MANILA — The Confederation of Sugar Producers (Confed) reiterated its position that importation is not the answer to reported high cost of domestic sugar.

Rather, the Department of Trade and Industry (DTI), along with the Sugar Regulatory Administration (SRA), should resolve the issue of sugar prices as they are mandated without killing the local sugar industry.

Confed said the DTI should utilize its mandate through the Price Act where they can provide price ceiling under section (3) (d), to all other basic necessities and prime commodities.

Sugar is a commodity that falls under basic needs in the section 3 (1) of the Price Act.

The DTI, together with the SRA, under the Department of Agriculture (DA), can establish the proper retail price range and provide the buying public together with local food manufacturers affordable sugar prices.

“This avenue can perhaps provide the win-win solution sought after by government,” Confed spokesperson Raymond Montinola said in a statement on Tuesday.

He added they have issued then an invitation and are reiterating “for local food manufacturers to buy directly their sugar requirements from sugar districts and associations nearest their supply hubs to avail of the low farm gate prices and avoid middlemen to further minimize on cost.”
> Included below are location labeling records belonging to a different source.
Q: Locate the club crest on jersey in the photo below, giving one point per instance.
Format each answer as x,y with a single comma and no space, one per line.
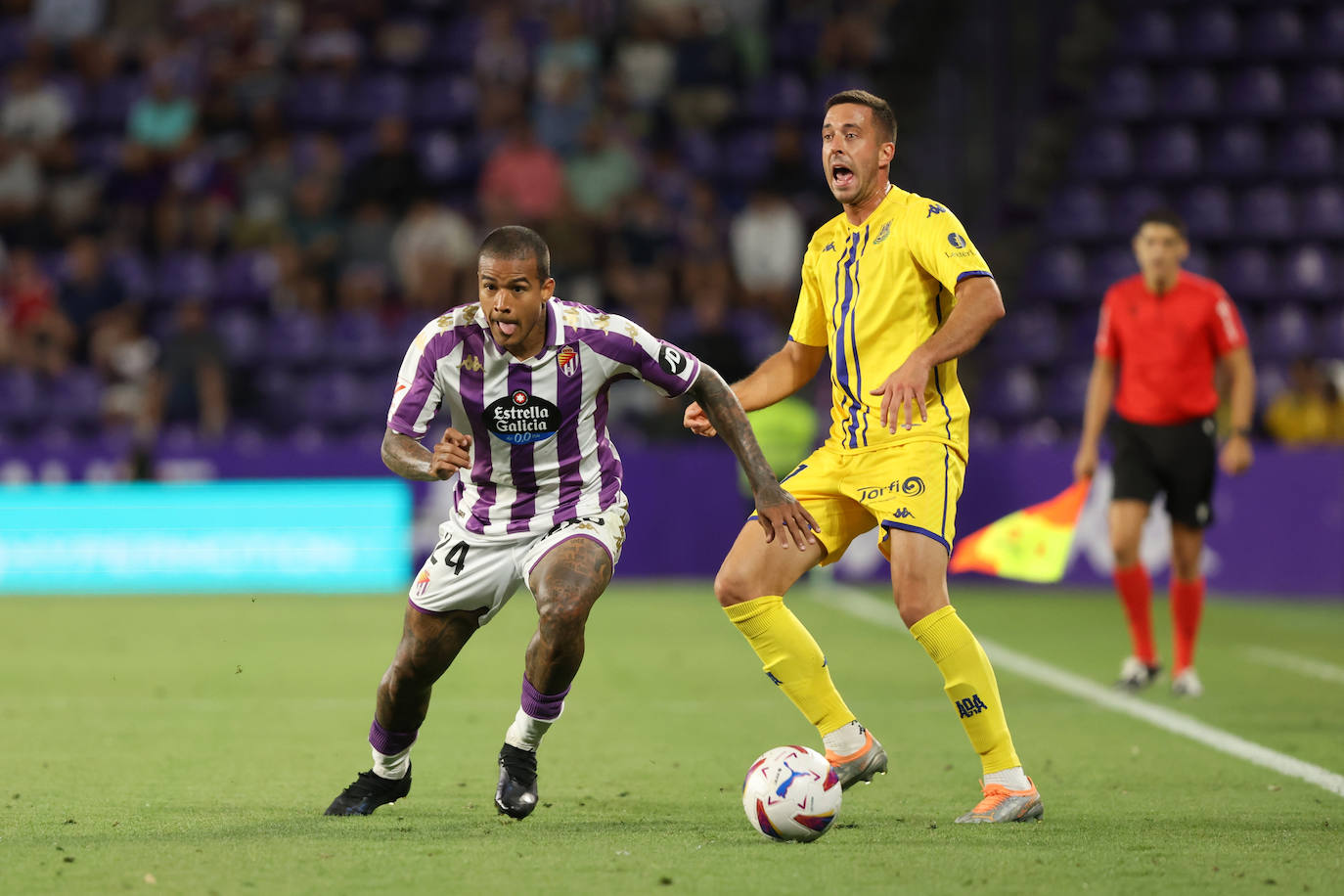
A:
520,418
567,360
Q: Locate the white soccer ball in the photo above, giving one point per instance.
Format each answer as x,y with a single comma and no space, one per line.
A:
790,792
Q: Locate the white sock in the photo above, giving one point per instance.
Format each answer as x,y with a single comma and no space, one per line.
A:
845,739
392,767
1009,778
525,733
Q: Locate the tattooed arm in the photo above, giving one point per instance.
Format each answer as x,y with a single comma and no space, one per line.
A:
410,460
777,511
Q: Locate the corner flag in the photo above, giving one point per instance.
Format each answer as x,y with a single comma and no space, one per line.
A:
1028,546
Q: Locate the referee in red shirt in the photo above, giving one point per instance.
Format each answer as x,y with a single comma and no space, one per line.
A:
1164,334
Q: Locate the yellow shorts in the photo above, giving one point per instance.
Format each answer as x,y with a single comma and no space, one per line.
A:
913,486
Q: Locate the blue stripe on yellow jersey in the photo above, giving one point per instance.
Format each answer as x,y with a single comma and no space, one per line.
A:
873,294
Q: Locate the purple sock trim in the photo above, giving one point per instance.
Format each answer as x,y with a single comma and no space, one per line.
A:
388,741
542,705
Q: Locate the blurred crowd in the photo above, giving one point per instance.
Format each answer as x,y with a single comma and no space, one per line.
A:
225,215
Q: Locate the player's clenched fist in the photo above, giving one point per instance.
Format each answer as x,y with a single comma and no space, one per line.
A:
450,454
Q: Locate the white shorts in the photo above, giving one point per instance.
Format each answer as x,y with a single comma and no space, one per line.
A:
468,571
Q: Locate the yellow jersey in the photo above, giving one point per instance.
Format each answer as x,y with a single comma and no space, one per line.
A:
873,294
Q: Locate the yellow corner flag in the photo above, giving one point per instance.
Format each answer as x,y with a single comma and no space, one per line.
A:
1030,546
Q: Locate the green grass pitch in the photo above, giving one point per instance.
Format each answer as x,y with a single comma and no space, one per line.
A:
190,745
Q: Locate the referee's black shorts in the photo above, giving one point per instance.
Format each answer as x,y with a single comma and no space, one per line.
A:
1178,460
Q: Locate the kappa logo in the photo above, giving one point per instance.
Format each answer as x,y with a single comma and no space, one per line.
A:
567,359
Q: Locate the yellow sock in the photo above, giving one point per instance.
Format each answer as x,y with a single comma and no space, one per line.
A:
970,686
791,658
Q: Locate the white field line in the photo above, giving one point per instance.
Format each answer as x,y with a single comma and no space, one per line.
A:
1293,662
862,605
This was in reaction to the recent pronouncements of DTI Secretary Ramon Lopez, urging the SRA Board to allow food processors who sell to domestic markets to import sugar if “local sugar prices cannot match import prices for the sweetener.”

Lopez earlier said food processors need to be able to purchase domestic refined sugar at PHP1,900 per bag, instead of the PHP2,500 or PHP3,000 they sometimes pay.

The SRA reported the mill gate price of refined sugar rose 3.47 percent year-on-year to PHP1,514 per 50-kilo bag in the first week of December, while retail prices ranged from PHP45 to PHP50 per kilo, were down from PHP54 to PHP62.

“Prices should be reduced at the retail market and not against the lowly sugar farmer,” Montinola said, adding there is no need to import since there has been an importation of 250,000 metric tons (MT) of refined sugar that should have stabilized sugar prices.

“We seek clarification with regards to domestic prices, stock balances and availability of sugar as raw materials for both local manufacturers and food processor exporters so we can have a better picture to address this issue,” he added.

Former SRA Administrator Bernardo Trebol, on the other hand, said everyone knows sugar farming is a plantation crop that will survive only with economies of scale and “we are lucky to have sustained livelihood for our farmers in general. But further pressure to reduce our farm gate prices might be the last straw that will break the camel’s back.”

Meanwhile, Confed Negros and Panay chairman Nicolas Ledesma Jr. said with regard to food processor exporters “they are given import permits by SRA for their sugar supply requirements provided that the finished products are solely for export.”